Pular para o conteúdo principal

Postagens

Mostrando postagens de julho 13, 2015

Caçada

O ódio é como uma pele de animal recém-extinto. Homem e cão andam lado a lado por muito tempo, até que se dão conta da presença um do outro. O homem para numa sombra. Não venta desde o dia anterior.  O homem fala ao cão e o cão ao homem. Conversam trivialidades. Repassam a cena pela milésima vez. Numa aula na igreja da última cidade, tentou encontrar ódio. Mas só havia substitutos. Foi embora sem responder qualquer pergunta. Espero não ter causado uma má impressão. O cachorro arrebita o focinho.

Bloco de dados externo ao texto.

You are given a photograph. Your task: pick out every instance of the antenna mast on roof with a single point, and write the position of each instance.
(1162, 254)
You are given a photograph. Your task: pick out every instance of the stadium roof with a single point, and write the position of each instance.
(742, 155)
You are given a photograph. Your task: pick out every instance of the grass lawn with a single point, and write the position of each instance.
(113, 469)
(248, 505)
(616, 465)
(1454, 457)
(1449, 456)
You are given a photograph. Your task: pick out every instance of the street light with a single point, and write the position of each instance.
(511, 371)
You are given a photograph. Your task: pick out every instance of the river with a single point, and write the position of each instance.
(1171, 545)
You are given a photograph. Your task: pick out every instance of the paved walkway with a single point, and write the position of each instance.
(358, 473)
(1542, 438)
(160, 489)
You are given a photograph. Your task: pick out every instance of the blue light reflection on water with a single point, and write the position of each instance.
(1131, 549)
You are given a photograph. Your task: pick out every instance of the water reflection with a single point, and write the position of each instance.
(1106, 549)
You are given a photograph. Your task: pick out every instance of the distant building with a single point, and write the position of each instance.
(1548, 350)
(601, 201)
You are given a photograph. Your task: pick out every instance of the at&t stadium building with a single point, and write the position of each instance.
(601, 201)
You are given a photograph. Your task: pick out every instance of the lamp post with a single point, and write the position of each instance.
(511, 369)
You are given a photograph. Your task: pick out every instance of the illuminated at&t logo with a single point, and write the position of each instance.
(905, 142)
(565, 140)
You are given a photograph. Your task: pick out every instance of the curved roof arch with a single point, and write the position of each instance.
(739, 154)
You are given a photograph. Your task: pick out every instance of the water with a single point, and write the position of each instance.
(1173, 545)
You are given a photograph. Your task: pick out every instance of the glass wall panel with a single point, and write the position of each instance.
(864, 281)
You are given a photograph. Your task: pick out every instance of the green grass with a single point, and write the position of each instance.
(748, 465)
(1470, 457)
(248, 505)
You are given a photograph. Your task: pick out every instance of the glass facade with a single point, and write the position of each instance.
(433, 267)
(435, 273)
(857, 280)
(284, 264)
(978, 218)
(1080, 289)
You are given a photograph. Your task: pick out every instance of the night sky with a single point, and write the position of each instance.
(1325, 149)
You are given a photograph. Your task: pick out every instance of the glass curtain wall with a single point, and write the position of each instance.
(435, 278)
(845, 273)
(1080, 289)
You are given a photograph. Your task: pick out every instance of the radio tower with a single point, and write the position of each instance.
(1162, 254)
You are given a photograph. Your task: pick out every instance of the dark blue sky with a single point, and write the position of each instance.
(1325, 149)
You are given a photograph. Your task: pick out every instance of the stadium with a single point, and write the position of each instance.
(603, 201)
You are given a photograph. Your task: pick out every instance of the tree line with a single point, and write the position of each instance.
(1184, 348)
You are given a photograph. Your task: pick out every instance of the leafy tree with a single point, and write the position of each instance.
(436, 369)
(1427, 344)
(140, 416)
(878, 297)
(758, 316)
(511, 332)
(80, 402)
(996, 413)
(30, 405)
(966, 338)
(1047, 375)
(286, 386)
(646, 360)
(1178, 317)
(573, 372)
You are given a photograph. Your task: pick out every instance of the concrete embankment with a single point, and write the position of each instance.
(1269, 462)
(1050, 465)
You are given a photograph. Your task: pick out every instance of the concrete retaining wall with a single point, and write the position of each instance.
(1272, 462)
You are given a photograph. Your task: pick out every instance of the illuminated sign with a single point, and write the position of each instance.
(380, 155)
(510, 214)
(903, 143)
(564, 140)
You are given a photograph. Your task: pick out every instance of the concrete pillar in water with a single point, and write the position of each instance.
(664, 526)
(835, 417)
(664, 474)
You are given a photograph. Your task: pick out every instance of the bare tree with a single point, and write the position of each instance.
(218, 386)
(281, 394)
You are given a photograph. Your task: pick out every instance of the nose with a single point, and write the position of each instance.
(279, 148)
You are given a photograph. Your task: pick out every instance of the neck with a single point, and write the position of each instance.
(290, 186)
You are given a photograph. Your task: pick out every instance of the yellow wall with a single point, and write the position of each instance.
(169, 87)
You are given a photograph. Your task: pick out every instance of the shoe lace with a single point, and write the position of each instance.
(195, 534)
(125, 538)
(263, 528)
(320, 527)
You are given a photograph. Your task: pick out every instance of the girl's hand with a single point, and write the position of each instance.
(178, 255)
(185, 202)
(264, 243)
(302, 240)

Lá atrás, o conselho decide formar uma comitiva cuja missão será primeiro caçar e depois extrair do homem tudo que possa saber sobre a vida de trinta anos atrás. O homem retoma o passo. 

O que fazer

Agora todos na sala discutem se o homem teria sorrido porque não sabia de nada ou porque sabia de tudo. E tudo, claro, queria dizer apenas uma coisa.   A dúvida era insistente. Difícil elucidá-la. Nenhum manual, nenhum livro, nenhuma cerimônia.   O clima era já de despedida quando um dos presentes, um pouco displicentemente, garantiu que conhecia o homem de muito tempo atrás. Talvez de uma festa.   Disse que o rosto mudara, mas a voz continuava o mesmo sussurro velho. Era inconfundível. Sob o murmúrio, a reunião foi suspensa. O colegiado se reuniria dali a pouco para deliberar sobre a melhor forma de tratar do problema, o primeiro em mais de três décadas de bonança ética e moral.  A comunidade queria uma resposta para o ódio. Era preciso enfrentá-lo. Melhor: era preciso evitá-lo. Lá fora, o homem caminha numa rua arborizada da cidade. Vê uma placa. Comunidade Francisco. Um cão magro aproxima-se e rosna. O homem já o conhecia.

Voltando pra casa

Todos na sala falam sobre ódio. Um homem então se levanta e, sem fixar nenhum rosto,  pergunta  se alguém ali sabe de fato o que é sentir ódio. A resposta era óbvia: ninguém sabia. Nada surpreso, o homem encaminha-se em direção à porta do lugar que lembrava uma escola ou as instalações de um abrigo anti-mísseis. Era uma igreja, na verdade, e a reunião que havia acabado de interromper tinha tudo para ser o encontro semestral dos Notáveis da Comunidade Evangelizadora. E de fato era.  Antes de sair, o homem virou-se e sorriu. E no corredor contou as ranhuras nas paredes e os veios de mofo que atravessavam o teto. Essas marcas que o tempo deixa na superfície das coisas. O ódio, segundo ele, era como um bolorzinho qualquer alimentando-se do esquecimento todo dia um pouco mais. Mas aí ele já ia longe e não voltaria para compartilhar a descoberta.